Materials matter but so does time and space and place
Tyler is a long-time skateboarder, and his show at UArts, called Upon the Shore of the Infinite Static, coincided with the release of his first skateboard design for Slapstik Skateboards. Here’s a link: http://slapstikskateboardart.bigcartel.com/product/tyler-kline-upon-the-shore-of-infinite-static-deck
This was Tyler’s first skateboard graphic. He explained the thread that connects it all together:
…the thread that connects all the work is the interest in the unexpected distortions inherent in the transfer of media and conception, the magic that takes place between thought and expression. For the past half decade I have been obsessed with how the geometric algorithms form the digital world, encroaching into every aspect of our visceral life. Aesthetically I look at each of these separate media as a way of answering the question of what the digital mediated world is doing to us and how it is filter through our own subjective central nervous systems.
Bronze with delicacy
Tyler has been working with bronze for a while now. He has done wax casting but he is now pouring bronze right into sand molds with remarkable lacey results.
But Tyler is not only an Iron (or Bronze) guy, he is digitally savvy and shares trippy stop motion videos from his wood cut works, which he shares on his Twitter and Vine feeds – https://vine.co/v/eX2PB33vuhp.
When I saw his recent exhibit at UArts, we talked about his new poured-into-sand works, one of which, “Uqbar,” was in the show. I was struck by its delicacy and map-like qualities. The other works in the show that interested me are the double-sided wood cut paintings which appear in Tyler’s Twitter feed occasionally as stop-action videos. The pieces are also map-like, and something about their utopian/dystopian qualities reminds me of the utopian architecture of Lebbeus Woods.
August 13, 2015 – Tyler emails an explanation about using bronze in 2015
Continuing with our dialog regarding cast bronze’s place in post-internet new millennial aesthetics; a question I often ask myself, especially when engaging with a media that carries a heavy and specific weight, is, whether the weight is literal, historical, or conceptual; and what can this material speak to our peculiar 21st century predicament?
Bronze is encumbered with a vast culture that could take lifetimes to unpack, so I choose characteristics that resonate with my narrative, particularly the material’s cross cultural relationship with alchemy, ceremony, and the material arts.
All three of these characteristics continue to move from the margins toward the center and back to the fringes again in the early 21st century, a type of undulating dance ushered in by the post-Sept 11th surveillance state, non-ending wars fought by the global disenfranchised for the global power elite, and the desire to transform oneself into anything other than those of the entrenched guard who have stacked the playing field in a way inaccessible to most.
The alchemy of turning a base material (wax) into a precious material (bronze) is a quest that reaches back millennia, and in my eyes has bizarre parallels with the yearning for transformation expressed by the gender fluid.
The ceremonial objects historically created in the foundry (bowls, chalices, urns) were meant to be passed down and solidify bonds of lineage.
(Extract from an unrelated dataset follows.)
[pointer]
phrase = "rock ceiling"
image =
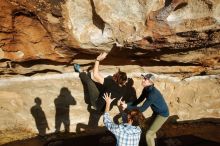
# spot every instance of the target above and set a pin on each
(139, 32)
This ideology is in diametric opposition to our disposable culture filled with personal electronics programmed with a planned obsolesce.
Furthermore, bronze’s use in the material arts: weaponry, armor, etc. — to such an extent that a cultural epoch was coined “The Bronze Age” — draws parallels with the Military Industrial Complex’s hegemetric dominance of modern culture, seen and unseen. After all, the fiber optic infrastructure that created the Internet was a military engineering campaign to keep lines of communication open in the event of a thermo-nuclear war.
These are all conceptual concerns that do not touch on my overlapping concerns with craft, technique and experimentation.
These are some initial thoughts on why I am focusing on this particular medium and on its continued conceptual relevance. Let me know what areas you would like me to expand or clarify.
August 14, 2015 – Tyler emails about the bronze pour into sand
The bronze pour went well today, attached are pictures. Aesthetically, various geometric processes(polyhedrons, platonic solids) that are utilized by new media(digital printing, 3d mapping etc…) are brought into my work in a way that creates bizarre juxtapositions with the ancient and hands on reality of a bronze pour. I also am interested in including nods to modernist architecture (Mario Chiattone, Antoni Gaudi‘) as well as to phenomenological artists like Carsten Holler and Olafur Eliasson) however the relational aesthetics are in the collaborative process, not so much the final object. However, scaling up so the bronze poured was no longer in relationship to the viewer as an object but as architecture would be one way of transferring phenomenology into the end result.